Und dennoch: Der Umstand, dass in immer mehr Regionen Syriens die Waffen schweigen, hat dazu geführt, dass unter den Syrern im Ausland, aber auch unter den Kriegsparteien darüber nachgedacht wird, wie eine Zukunft des verwüsteten Landes aussehen könnte. Insbesondere im Westen wird die Frage diskutiert, ob Verhandlungen mit Assad von vorneherein ausgeschlossen werden sollen. Für viele ist der Machthaber nicht nur der Hauptschuldige am Ausbruch des Krieges, sondern auch ein Massenmörder, der für Kriegsverbrechen – darunter Giftgas-Angriffe gegen die eigene Bevölkerung – verantwortlich ist. Andere verweisen darauf, dass Verbrechen gegen die Menschlichkeit von allen am Konflikt beteiligten Mächten und Gruppierungen begangen worden sind.
Hoffnung auf einen Neuanfang ohne Assad
Auch der assyrische Christ Issa Hanna, Mitglied der Assyrischen Demokratischen Organisation, stellt sich diese Frage. „Ich glaube, dass Assad zumindest für eine Übergangsphase Präsident bleiben wird. Doch später könnte seine Entmachtung dazu beitragen, dass sich mehr Staaten am Wiederaufbau Syriens beteiligen und sich das Land stabilisieren kann“, sagte Issa Hanna, der in Augsburg lebt, unserer Zeitung. Ein weiterer Schritt wäre für ihn, dass Syrien eine neue demokratische Verfassung erhält, die den Provinzen eine deutlich größere Unabhängigkeit von Damaskus zusichert.
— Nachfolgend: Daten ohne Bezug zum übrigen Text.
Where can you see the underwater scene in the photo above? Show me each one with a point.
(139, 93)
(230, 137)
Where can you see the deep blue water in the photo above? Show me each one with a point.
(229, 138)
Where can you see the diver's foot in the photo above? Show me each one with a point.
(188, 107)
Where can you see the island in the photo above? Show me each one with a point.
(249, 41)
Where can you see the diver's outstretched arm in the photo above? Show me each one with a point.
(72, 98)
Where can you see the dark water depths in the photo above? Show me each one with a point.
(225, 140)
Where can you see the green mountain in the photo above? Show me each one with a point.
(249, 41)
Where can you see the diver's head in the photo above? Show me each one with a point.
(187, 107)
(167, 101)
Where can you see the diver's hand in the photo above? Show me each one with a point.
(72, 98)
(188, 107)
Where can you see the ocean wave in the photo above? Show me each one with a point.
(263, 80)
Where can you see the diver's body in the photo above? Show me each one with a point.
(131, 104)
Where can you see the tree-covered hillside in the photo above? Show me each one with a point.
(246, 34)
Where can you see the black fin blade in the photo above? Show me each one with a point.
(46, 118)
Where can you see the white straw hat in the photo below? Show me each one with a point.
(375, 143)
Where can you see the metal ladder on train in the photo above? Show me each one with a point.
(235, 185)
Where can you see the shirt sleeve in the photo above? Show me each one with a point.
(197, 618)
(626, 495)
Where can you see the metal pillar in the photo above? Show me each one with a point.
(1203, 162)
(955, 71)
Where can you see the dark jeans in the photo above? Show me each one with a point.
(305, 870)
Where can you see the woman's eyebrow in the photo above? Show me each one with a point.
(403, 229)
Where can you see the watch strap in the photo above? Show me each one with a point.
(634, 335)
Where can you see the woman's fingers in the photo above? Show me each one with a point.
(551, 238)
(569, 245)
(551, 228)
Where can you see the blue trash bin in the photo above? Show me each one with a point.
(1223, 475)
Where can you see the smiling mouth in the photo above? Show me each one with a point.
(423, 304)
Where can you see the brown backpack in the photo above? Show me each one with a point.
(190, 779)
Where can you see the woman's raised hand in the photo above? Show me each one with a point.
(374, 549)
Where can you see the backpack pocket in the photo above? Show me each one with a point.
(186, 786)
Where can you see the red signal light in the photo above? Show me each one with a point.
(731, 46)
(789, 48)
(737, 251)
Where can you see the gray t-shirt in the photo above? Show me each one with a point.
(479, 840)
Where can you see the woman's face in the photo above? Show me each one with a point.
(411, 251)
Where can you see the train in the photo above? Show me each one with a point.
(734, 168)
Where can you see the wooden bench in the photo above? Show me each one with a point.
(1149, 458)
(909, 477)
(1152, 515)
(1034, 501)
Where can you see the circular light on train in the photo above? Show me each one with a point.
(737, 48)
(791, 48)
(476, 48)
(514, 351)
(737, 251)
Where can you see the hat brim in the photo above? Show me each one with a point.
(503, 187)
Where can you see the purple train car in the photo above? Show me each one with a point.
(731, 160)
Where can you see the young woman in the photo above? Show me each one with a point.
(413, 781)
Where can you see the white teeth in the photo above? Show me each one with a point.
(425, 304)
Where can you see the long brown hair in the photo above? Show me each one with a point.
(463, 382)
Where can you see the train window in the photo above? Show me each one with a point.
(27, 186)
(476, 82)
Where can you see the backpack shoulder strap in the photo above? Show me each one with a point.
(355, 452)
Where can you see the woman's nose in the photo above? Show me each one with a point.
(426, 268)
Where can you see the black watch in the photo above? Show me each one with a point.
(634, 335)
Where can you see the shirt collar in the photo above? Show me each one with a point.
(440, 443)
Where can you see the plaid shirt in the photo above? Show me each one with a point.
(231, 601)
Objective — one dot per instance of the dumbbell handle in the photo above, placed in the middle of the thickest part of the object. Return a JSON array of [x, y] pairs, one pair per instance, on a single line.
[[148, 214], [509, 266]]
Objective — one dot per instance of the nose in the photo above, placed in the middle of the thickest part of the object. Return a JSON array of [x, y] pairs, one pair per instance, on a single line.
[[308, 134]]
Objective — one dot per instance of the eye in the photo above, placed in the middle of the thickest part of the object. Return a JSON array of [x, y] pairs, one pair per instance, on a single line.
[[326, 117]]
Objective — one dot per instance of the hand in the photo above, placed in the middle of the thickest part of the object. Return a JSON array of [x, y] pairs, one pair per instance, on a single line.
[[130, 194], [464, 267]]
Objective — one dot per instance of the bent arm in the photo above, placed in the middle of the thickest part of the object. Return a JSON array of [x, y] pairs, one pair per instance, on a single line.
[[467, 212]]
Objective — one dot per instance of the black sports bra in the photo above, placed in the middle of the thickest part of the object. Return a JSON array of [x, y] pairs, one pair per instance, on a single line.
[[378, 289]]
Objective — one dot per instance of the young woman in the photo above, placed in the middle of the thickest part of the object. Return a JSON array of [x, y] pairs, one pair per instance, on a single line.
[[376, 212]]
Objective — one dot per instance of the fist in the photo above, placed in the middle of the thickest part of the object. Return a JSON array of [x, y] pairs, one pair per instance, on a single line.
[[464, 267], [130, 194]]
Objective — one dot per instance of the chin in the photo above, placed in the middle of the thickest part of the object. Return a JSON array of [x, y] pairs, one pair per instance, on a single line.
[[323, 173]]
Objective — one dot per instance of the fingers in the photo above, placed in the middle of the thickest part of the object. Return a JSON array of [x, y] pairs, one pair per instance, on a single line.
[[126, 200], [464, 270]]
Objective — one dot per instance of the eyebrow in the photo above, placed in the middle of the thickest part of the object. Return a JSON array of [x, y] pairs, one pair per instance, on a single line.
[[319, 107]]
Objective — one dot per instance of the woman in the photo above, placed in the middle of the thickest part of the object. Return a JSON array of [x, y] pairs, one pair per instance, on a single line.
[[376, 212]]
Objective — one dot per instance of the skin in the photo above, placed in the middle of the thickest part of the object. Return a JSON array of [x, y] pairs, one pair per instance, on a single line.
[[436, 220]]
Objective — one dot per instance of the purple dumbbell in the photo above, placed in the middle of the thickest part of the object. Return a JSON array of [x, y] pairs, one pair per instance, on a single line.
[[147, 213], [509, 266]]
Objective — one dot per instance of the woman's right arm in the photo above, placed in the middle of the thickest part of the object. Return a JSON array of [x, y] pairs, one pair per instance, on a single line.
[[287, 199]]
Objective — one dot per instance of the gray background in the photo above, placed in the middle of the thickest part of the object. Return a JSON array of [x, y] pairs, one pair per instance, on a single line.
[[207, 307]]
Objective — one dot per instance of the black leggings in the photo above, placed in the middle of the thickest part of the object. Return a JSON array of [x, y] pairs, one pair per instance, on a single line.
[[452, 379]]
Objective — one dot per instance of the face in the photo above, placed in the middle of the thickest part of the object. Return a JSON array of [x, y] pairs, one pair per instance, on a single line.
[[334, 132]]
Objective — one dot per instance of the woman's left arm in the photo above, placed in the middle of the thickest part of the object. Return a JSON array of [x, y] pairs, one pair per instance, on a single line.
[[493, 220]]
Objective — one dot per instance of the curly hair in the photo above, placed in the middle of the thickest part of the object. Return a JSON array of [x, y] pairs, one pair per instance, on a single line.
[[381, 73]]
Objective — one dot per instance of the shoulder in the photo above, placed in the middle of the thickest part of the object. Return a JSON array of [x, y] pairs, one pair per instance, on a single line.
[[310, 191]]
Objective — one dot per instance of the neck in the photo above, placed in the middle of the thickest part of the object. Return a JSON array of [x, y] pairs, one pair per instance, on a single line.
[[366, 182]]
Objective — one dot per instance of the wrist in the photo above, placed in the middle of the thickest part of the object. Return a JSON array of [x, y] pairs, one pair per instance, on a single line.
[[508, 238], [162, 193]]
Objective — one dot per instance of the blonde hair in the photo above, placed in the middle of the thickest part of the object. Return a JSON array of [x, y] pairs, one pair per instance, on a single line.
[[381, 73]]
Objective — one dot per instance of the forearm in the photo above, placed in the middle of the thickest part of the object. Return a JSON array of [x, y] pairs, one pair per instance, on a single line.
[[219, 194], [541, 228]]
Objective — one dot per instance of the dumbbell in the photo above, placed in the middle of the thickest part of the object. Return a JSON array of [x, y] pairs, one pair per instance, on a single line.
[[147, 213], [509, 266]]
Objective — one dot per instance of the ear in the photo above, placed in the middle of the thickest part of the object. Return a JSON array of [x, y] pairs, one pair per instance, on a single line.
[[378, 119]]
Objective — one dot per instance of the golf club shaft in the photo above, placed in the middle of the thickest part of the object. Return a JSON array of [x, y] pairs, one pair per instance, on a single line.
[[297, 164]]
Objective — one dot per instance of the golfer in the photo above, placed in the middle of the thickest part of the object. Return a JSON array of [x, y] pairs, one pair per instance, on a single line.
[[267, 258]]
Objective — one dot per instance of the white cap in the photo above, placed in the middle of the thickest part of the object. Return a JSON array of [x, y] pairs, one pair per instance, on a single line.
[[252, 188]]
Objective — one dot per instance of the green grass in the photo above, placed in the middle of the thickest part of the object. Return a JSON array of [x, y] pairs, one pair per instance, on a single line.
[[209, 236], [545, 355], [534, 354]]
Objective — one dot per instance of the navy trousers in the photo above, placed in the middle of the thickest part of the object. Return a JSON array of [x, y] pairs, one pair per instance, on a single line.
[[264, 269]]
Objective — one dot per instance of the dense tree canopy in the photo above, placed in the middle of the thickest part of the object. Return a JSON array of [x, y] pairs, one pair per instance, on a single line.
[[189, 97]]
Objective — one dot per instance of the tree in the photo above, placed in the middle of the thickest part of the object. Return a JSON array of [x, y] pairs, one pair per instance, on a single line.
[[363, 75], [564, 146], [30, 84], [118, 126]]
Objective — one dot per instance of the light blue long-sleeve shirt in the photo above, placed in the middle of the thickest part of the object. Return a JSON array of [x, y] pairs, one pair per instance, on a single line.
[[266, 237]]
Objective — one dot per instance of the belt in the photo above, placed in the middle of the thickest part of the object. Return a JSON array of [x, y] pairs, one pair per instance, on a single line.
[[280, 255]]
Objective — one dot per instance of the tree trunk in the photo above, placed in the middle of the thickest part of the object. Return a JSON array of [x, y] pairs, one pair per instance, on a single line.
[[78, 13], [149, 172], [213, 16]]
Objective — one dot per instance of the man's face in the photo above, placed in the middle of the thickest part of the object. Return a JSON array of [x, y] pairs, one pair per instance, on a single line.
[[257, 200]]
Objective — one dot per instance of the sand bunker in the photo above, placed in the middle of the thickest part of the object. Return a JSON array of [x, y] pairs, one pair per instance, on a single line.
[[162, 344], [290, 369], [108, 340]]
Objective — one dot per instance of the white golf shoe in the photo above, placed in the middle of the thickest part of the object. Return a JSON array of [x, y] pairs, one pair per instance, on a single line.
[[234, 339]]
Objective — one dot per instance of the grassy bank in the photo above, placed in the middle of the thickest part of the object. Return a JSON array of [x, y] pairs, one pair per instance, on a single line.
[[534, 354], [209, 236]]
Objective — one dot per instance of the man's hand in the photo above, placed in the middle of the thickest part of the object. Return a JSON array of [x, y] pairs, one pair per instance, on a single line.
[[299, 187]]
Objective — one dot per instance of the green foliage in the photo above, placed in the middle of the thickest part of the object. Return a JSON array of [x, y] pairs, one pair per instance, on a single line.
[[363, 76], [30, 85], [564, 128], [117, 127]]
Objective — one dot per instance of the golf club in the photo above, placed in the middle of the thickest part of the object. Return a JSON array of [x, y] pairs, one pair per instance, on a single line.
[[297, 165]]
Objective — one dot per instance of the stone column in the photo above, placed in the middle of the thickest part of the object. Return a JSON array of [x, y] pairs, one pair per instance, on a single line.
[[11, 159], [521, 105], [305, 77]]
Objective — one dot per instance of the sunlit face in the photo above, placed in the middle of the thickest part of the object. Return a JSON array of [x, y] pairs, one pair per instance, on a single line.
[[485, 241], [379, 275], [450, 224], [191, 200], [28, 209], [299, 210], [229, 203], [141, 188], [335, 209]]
Assad dürfte sich darüber im Klaren sein, dass er sich ohne das aktive militärische Eingreifen Russlands zu seinen Gunsten ab dem Jahr 2015 kaum hätte an der Macht halten können. Genauso klar ist, dass Russland finanziell weder willens noch in der Lage ist, die Herkules-Aufgabe eines Wiederaufbaus Syriens zu leisten. Die Konsequenz: Moskau sucht Partner. Russische Medien vermeldeten, dass es bei dem Gipfeltreffen von Präsident Wladimir Putin mit seinem US-Amtskollegen Donald Trump auch um einen Aktionsplan ging, gemeinsam die Rückkehr syrischer Flüchtlinge aus dem Ausland zu organisieren. Das wäre ein Anfang.
Weiter viele Unsicherheitsfaktoren in Syrien
Doch die Risiken, dass der Frieden doch wieder in weite Ferne rückt, sind erheblich. Da ist die drohende militärische Eskalation zwischen Syrien und Israel unweit der Golan-Höhen oder die destruktive Rolle die der Iran, aber auch die Türkei in dem Konflikt spielen.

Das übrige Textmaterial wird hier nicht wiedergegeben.